ING Group is a Dutch multinational banking and financial services corporation headquartered in Amsterdam. Its primary businesses are retail banking, direct banking, commercial banking, investment banking, wholesale banking, private banking, asset management, and insurance services. With total assets of €1.02 trillion. ING Group has a long term debt credit rating of A-/A+/N.A by (S&P/Fitch/Moody’s).

 

ING Groups’s third-quarter 2023 total income rose 20.6% YoY driven by continued support from a positive rate environment on the replicating portfolio. The Group’s CET1 ratio stood at 15.2% (increased from 14.9 in 2Q2023) driven by strong capital generation and this is also well above their targeted range of 12.5% level.

 

Bond worth the look

ING Groep NV 7.500% Perpetual (USD)

Indicative Price: 95.750

Indicative YTW: 8.080%

Reset Date: 16 Nov 2028 and every 5 years thereafter

Reset Rate: 5Y UST Yield + Initial Margin (3.711%)

 

 

Nomura

Nomura is a global financial service that services the needs of individuals, institutions, corporations and governments through its three business divisions: Retail, Investment Management and Wholesale (Global Markets and Investment Banking). The group has an integrated network spanning approximately 30 countries and regions alongside credit ratings of BBB+/A-/Baa1 by (S&P/Fitch/Moody’s).

 

Nomura’s 1H2023 Net revenue has increased by 16% YoY due to stronger performances across all divisions. (Retail: Number of flow business clients significantly higher than last year and flow revenues grew further following realignment of teams to better respond to client needs; Investment Management: Net inflows lifted AuM to record high of ¥76.5trn; Wholesale: Investment Banking revenues grew 10% QoQ driven by Japan related Equity Capital Market and Advisory transactions).
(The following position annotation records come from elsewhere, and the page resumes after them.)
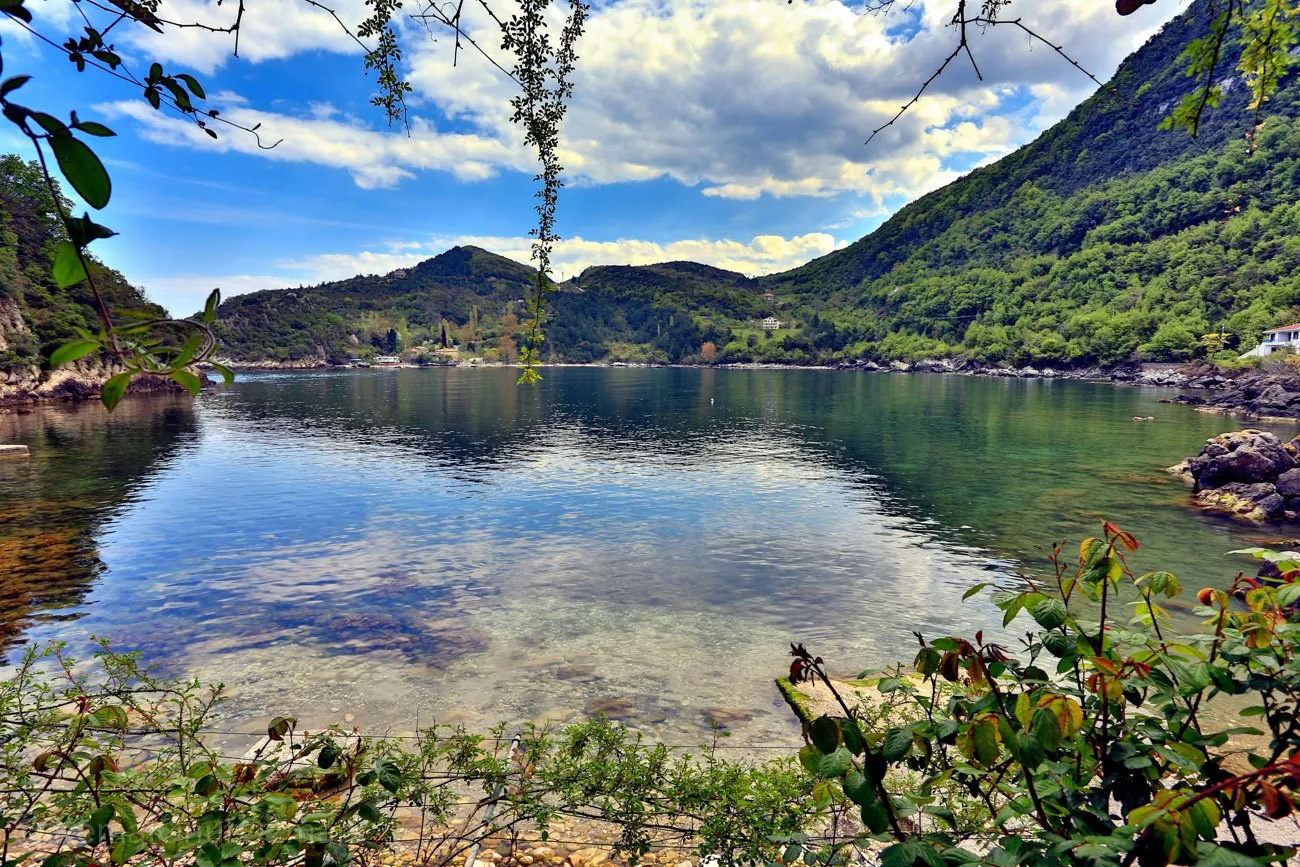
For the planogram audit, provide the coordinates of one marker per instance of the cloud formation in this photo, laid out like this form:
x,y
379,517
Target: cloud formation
x,y
737,98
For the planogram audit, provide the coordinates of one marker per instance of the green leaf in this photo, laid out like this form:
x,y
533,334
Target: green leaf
x,y
389,775
70,351
835,764
209,307
11,85
1030,750
826,733
897,744
83,230
810,758
191,82
113,390
187,381
68,269
16,9
83,170
1049,614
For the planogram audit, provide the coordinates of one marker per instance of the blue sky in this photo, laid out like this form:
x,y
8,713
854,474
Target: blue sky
x,y
728,131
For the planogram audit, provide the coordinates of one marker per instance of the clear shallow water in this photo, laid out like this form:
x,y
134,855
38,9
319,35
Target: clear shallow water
x,y
451,546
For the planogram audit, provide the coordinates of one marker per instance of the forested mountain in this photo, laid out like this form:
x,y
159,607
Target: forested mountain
x,y
1103,238
1104,241
35,315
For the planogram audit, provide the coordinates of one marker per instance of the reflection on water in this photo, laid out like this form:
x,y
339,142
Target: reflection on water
x,y
82,467
449,545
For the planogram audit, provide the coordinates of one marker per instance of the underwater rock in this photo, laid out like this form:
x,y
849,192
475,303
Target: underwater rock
x,y
1249,475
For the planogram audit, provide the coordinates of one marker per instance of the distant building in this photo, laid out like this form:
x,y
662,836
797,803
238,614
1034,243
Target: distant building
x,y
1278,338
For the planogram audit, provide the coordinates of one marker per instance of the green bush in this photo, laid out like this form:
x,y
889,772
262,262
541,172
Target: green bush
x,y
1090,742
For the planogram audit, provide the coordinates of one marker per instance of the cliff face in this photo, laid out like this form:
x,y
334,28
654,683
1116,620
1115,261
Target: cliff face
x,y
81,380
37,315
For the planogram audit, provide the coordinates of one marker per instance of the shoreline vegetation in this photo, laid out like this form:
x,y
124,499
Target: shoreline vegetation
x,y
970,753
1268,393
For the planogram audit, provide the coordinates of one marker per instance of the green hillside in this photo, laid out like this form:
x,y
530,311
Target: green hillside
x,y
466,295
1101,239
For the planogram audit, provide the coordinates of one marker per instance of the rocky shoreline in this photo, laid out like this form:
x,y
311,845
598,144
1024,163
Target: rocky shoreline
x,y
1249,394
1249,475
78,381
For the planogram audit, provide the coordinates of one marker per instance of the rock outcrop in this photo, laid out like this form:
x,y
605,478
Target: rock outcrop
x,y
1257,395
1248,473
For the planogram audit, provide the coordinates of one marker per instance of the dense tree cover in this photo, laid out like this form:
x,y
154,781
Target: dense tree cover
x,y
1104,241
1142,265
29,230
466,295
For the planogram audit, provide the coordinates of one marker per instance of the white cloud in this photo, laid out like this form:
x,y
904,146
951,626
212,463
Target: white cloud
x,y
740,98
761,255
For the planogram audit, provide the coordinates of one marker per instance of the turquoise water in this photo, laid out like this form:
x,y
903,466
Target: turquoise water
x,y
446,545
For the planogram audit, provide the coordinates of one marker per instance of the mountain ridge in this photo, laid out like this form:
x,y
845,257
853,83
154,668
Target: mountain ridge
x,y
1100,242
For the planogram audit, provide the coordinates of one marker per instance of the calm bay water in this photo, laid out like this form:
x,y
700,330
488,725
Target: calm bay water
x,y
451,546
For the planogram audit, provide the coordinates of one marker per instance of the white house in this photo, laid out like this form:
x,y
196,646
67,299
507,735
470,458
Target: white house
x,y
1278,338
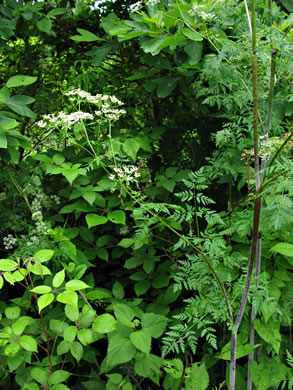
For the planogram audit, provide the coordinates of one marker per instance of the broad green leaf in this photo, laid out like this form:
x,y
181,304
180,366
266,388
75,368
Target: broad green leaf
x,y
70,334
69,297
99,293
44,255
4,94
45,300
104,323
142,287
197,377
58,159
12,312
71,312
63,347
17,81
58,376
85,36
60,386
131,147
19,326
40,375
120,350
118,290
75,284
283,248
58,278
123,313
95,220
269,332
57,11
15,362
117,216
76,350
90,197
12,349
174,368
3,140
194,51
191,34
21,109
44,25
155,323
147,365
85,336
102,254
7,265
28,343
42,289
142,339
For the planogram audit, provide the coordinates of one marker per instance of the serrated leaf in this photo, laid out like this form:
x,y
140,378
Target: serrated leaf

The Group continues to portray its robust financial position as it CET1 ratio stood at 16.2%, while its LCR clocked in at 203.8%.

 

Bond worth the look

NOMURA 5.842% 18 Jan 2028 (USD)

Indicative Price: 100.965

Indicative YTM: 5.574%

 

 

OCBC

Lastly would be OCBC. OCBC is also a Singapore multinational banking and financial services corporation headquartered in OCBC Centre, Singapore with more than 400 branches and offices in Singapore, Malaysia, Indonesia, Vietnam and Thailand, as well as Mainland China, Hong Kong SAR, Macau SAR and Taiwan. OCBC has a credit ratings of AA-/AA-/Aa1 by (S&P/Fitch/Moody’s).

 

For OCBC’s 3Q2023, its Total Income has grown 13% YoY underpinned by record net interest income (+17%) and growth in non-interest income (+4%). The group’s net profit has also rose by 21% from the previous year to S$1.81 billion. Operating expenses were S$1.34 billion, 5% higher than the prior year, on the back of continued investments in the Group’s people and technology. The Group maintained its sound capital position with its CET1 ratio edging 0.4% higher from the previous year to 14.8% in its 3Q2023 while maintaining its Leverage ratio unchanged at 6.8% similar to prior year.

 

Bond worth the look

OCBCSP 4.602% 15 Jun 2032 (USD)

Indicative Price: 97.582

Indicative YTM: 5.365%

Reset Date: 15 Jun 2027

Reset Rate: prevailing 5 year US Treasury + Initial Spread (1.575%)

(No step-up)

 

 

Overall, for investors who have a slightly larger risk appetite and is keen on looking at financial institution USD-denominated bond that yield above 5% range. These could be some considerations to look at to secure those rates at the moment.